Jimenez was a 25-year-old specialist when he was captured; he was promoted to sergeant during his disappearance and ultimately was laid to rest as a staff sergeant at Flushing National Cemetery in New York. Fouty is buried in Texas at Sam Houston National Cemetery. He was 19 and fresh out of basic training when he vanished, having spent only three months with his unit.
The ordeal of getting her son back in stages, Duran said, “was like getting the pieces of an undone puzzle.”
“They told me that because of the time that went by they couldn’t identify all of him. But I’m really appreciative of all the work they did to get him back to us. A mother could never imagine something like this. I am just knocked down,” Duran said, breaking into sobs.

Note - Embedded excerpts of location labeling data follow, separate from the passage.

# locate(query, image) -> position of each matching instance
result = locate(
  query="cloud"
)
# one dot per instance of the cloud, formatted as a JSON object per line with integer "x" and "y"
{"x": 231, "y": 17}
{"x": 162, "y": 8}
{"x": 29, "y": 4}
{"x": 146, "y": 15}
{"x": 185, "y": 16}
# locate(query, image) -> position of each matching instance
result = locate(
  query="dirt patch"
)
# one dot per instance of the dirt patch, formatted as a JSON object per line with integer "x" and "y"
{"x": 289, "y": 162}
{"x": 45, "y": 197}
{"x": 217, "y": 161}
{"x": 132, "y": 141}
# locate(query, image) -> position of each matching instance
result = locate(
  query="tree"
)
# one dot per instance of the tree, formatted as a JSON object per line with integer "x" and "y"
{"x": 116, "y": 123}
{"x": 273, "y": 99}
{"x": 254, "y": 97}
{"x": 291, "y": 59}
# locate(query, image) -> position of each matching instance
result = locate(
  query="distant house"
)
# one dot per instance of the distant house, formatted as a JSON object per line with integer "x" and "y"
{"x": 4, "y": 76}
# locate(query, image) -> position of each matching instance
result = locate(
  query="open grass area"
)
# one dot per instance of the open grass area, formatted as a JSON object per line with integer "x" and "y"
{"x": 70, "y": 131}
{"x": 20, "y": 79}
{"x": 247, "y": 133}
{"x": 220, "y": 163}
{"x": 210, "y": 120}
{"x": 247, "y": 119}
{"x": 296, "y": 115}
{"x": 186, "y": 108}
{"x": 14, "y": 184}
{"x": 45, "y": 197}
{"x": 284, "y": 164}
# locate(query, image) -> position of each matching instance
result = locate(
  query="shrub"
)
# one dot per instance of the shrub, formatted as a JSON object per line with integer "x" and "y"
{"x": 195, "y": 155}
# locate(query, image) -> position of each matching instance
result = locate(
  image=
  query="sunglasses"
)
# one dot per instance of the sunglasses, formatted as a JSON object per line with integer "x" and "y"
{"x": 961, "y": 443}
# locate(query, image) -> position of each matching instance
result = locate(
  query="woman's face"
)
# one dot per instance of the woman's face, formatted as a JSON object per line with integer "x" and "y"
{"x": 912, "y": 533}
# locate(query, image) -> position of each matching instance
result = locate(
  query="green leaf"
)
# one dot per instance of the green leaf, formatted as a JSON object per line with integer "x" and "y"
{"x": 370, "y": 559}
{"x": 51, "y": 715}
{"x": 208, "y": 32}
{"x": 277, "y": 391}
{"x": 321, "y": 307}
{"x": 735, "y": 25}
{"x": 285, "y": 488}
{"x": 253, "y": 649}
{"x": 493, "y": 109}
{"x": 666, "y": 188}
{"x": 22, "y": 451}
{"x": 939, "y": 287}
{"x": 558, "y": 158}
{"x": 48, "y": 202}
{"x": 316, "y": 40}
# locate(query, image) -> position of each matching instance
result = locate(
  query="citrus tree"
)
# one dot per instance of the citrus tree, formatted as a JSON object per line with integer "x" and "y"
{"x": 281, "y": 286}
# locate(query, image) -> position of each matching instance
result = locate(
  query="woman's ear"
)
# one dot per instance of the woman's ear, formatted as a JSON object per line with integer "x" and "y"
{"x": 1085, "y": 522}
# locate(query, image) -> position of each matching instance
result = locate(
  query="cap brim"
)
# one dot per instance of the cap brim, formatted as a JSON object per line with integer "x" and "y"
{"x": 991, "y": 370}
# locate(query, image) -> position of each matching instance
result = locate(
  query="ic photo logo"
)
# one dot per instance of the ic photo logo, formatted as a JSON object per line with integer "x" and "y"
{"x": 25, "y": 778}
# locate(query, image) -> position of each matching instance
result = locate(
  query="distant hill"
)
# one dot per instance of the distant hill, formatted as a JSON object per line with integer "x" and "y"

Six soldiers have been listed as missing or captured in the current conflicts, all of them in Iraq.
Only one of those soldiers, Spc. Ahmed K. Altaie, remains missing. He was abducted by masked gunmen in Baghdad on Oct. 23, 2006, when he left the fortified Green Zone to visit his Iraqi wife.
“We’ve accounted for everybody else and that’s unheard of,” said Navy Capt. Craig Mallak, the Defense Department’s chief medical examiner.
Mallak and his team of forensic anthropologists rely on more than 5.5 million DNA samples collected on cards from active duty and Reserve troops during basic training.
But identifying service members through DNA is not always possible, even with the significant advances made in recent years. Victims who die in a fiery crash, he said, are often charred beyond the reach of DNA testing, so they rely on dental records or fingerprints.
Tiny pieces, he said, can be completely consumed in DNA testing, so if it’s the only piece they have there would be nothing to return to the family. But they’ll test it if a service member is unaccounted for.
Mallak did not address the Jimenez-Fouty case specifically, but he explained the problems with remains that have been exposed to the elements for long periods of time.
“In Vietnam, it’s very warm and humid and there’s lots of bacteria, and that’s our challenge there. In Iraq, it’s very hot and dry and you don’t get the bacteria that breaks it down, but you’ve got the scorching heat that’s actually baking it,” he said. “There are some bones that are better for DNA than others.”
“Our standard is a full accounting. It’s a matter of honor, it’s a matter of taking care of the families that sent their loved ones off and they gave their life in service to the country,” he said. “They deserve a full accounting. It’s a sacred duty that we cannot fail.”